In October, Cain filed a $20 million lawsuit against Nike Inc. and Salazar. In the suit, Cain alleged that during her four years as a Nike runner, she endured emotional, verbal, and physical abuse at the hands of Salazar. In the suit, Cain alleges fraud, negligence, personal injuries, intentional infliction of emotional distress and sex discrimination.

Salazar appealed SafeSport’s initial July ruling. Now that the ruling is official, the SafeSport database only lists sexual misconduct, not emotional misconduct, as the reason for the ban. Salazar has previously denied any allegations of abuse or weight shaming, while apologizing for potentially hurtful comments.

“On occasion, I may have made comments that were callous or insensitive over the course of years of helping my athletes through hard training,” Salazar wrote in a 2019 statement. “If any athlete was hurt by any comments that I have made, such an effect was entirely unintended, and I am sorry.”

Separately, in 2019, the coach was suspended from the sport for four years by the U.S. Anti-Doping Association, which found that he had trafficked testosterone, tampered or attempted to tamper with the doping control process and administered a banned IV infusion. In March, he appealed that suspension with the independent Swiss-based Court of Arbitration for Sport, though the court has yet to issue a ruling.

Nike wound down the Oregon Project over two years ago following the suspension and terminated its contract with Salazar. “In August 2021, we changed the Alberto Salazar building name to Next% following SafeSport’s decision to permanently ban Alberto from coaching,” Nike told FN in a statement.
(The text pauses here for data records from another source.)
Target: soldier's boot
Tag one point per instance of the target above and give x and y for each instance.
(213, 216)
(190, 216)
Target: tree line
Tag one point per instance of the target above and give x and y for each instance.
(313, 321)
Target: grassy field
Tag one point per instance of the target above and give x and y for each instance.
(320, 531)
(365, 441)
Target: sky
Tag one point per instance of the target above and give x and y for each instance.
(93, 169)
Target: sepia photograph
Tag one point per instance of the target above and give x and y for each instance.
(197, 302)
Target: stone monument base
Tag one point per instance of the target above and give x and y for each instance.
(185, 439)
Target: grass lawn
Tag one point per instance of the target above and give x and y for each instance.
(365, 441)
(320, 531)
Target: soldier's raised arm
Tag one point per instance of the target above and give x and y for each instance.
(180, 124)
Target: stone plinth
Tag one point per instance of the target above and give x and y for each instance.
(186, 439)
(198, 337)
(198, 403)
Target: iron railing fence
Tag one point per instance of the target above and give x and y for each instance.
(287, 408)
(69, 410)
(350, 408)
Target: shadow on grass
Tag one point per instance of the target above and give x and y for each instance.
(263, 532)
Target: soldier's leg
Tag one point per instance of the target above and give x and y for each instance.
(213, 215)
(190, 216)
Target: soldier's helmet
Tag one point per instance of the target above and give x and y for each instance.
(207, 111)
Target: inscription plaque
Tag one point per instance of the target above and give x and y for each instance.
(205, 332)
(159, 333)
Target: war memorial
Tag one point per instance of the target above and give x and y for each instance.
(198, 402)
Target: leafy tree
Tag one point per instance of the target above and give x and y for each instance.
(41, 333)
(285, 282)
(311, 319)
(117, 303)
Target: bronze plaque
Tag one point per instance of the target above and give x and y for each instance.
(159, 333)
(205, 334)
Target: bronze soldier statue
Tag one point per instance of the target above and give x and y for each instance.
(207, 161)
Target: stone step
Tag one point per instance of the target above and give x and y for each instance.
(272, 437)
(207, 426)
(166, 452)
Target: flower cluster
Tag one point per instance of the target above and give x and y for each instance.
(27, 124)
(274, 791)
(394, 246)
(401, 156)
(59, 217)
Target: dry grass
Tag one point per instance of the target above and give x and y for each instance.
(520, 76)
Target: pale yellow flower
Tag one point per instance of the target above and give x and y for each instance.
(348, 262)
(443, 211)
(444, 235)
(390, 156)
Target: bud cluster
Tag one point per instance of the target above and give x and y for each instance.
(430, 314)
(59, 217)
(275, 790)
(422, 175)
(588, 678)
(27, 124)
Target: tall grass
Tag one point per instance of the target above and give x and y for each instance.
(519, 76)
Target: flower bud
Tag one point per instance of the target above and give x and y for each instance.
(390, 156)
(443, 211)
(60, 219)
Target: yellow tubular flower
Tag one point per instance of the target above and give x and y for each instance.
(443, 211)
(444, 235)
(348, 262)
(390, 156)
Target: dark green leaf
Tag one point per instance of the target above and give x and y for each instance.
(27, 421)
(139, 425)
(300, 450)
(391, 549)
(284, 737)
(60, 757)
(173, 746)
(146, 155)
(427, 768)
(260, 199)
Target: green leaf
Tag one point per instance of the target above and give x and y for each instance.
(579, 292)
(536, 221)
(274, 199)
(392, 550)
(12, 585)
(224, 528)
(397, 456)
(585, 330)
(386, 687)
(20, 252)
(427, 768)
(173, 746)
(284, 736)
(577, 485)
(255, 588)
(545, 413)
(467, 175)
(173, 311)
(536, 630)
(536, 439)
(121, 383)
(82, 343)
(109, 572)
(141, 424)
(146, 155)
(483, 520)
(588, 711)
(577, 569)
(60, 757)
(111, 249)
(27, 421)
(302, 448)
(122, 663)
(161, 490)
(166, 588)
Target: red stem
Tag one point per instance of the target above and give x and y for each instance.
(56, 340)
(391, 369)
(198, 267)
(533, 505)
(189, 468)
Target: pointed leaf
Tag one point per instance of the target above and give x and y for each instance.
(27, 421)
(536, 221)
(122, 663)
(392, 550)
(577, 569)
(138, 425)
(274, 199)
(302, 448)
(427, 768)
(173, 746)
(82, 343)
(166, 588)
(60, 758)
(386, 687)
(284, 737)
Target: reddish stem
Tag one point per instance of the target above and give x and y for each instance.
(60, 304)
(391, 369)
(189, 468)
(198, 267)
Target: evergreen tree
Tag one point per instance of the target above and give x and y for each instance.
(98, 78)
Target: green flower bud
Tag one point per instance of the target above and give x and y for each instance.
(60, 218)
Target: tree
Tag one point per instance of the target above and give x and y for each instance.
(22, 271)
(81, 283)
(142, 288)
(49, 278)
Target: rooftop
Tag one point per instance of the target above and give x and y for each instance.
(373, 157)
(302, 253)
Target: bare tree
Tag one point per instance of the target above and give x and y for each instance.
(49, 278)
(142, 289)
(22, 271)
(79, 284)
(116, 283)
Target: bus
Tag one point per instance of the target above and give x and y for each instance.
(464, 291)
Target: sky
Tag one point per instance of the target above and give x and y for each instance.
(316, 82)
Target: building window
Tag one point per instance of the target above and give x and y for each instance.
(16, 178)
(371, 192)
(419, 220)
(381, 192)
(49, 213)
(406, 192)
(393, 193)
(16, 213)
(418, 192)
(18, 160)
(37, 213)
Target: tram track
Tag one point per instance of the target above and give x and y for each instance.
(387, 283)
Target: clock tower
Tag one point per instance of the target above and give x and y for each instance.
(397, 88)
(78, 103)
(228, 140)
Previously, former Nike CEO Mark Parker said the brand would support the coach through his appeal. “This situation, along with ongoing unsubstantiated assertions, is a distraction for many of the athletes and is compromising their ability to focus on their training and competition needs,” Parker wrote in a memo, calling the suspension “wrong” “for someone who acted in good faith.”

In a leaked October 2019 memo, Parker strongly refuted any allegations of orchestrated doping, writing that “I would never condone cheating of any kind in sport or otherwise and I expect you [Nike employees] wouldn’t either.”

Parker resigned from his role later that month. At the time, the brand was also embroiled in several controversies about its treatment of female employees and athletes, and of minority team members, which new leadership has since made significant strides to address through diversity and inclusion initiatives.